Multi-Factor Authentication (MFA) adds an extra layer of security to accounts. It requires users to verify their identity with two or more factors. By combining factors, MFA makes it much harder for attackers to gain access, even if one factor is compromised.

Different types of MFA

  • Account-Based MFA: Requires users to complete an MFA challenge on every login. See Account-Based MFA for more information.
  • Action-Based MFA: Requires users to complete an MFA challenge for sensitive actions, like signing transactions or exporting private keys. See Action-Based MFA for more information.

Different MFA methods

  • Passkey: Requires users to use a passkey to authenticate.

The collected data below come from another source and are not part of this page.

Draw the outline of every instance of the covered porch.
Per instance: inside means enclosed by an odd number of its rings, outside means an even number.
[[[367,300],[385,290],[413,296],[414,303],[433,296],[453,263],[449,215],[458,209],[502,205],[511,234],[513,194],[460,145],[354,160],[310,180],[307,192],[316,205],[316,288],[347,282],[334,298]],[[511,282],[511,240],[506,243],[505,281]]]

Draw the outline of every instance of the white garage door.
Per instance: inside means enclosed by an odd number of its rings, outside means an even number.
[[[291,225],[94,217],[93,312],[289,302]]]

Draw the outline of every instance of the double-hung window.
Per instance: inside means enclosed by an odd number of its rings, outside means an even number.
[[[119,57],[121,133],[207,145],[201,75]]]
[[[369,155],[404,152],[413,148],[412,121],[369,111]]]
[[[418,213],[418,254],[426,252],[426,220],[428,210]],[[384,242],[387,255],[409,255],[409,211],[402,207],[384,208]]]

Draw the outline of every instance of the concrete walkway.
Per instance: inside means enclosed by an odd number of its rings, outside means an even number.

See Passkeys for more information.
  • Authenticator App (TOTP): Requires users to use a time-based one-time password (TOTP) to authenticate. See Authenticator Apps for more information.

Configuring MFA

You can configure MFA in the Dynamic dashboard. You can choose to enable one or more MFA methods, you can choose if user is required to add at least one MFA method or not, and you can choose to enforce MFA on login, for sensitive actions, or both.

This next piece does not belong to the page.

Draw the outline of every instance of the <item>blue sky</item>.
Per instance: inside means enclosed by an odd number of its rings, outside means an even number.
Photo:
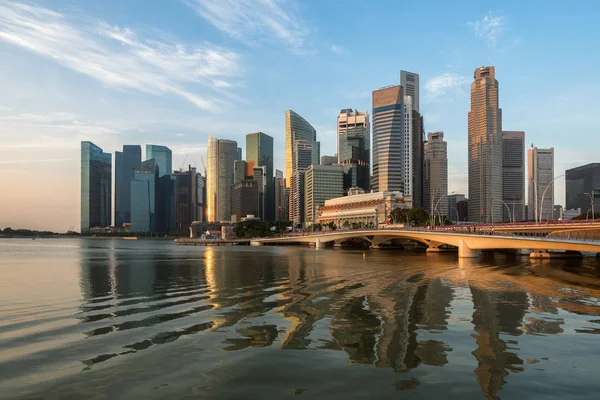
[[[497,8],[489,8],[493,5]],[[174,166],[213,134],[275,138],[284,111],[336,148],[342,108],[420,74],[427,131],[467,190],[469,84],[494,65],[505,130],[555,148],[555,175],[600,161],[596,2],[0,0],[0,227],[79,226],[79,142],[164,144]],[[564,203],[564,180],[556,186]]]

What to do if a user lost access to their MFA device

If a user loses access to their MFA device, you can reset all their MFA methods from the Dynamic dashboard. Go to the user’s detail page, and click the “Reset MFA” button in the “Account” tab. Once you do that, the user will be able to add a new MFA method on their next login (if set as required), and none of their previously registered MFA devices will be valid anymore.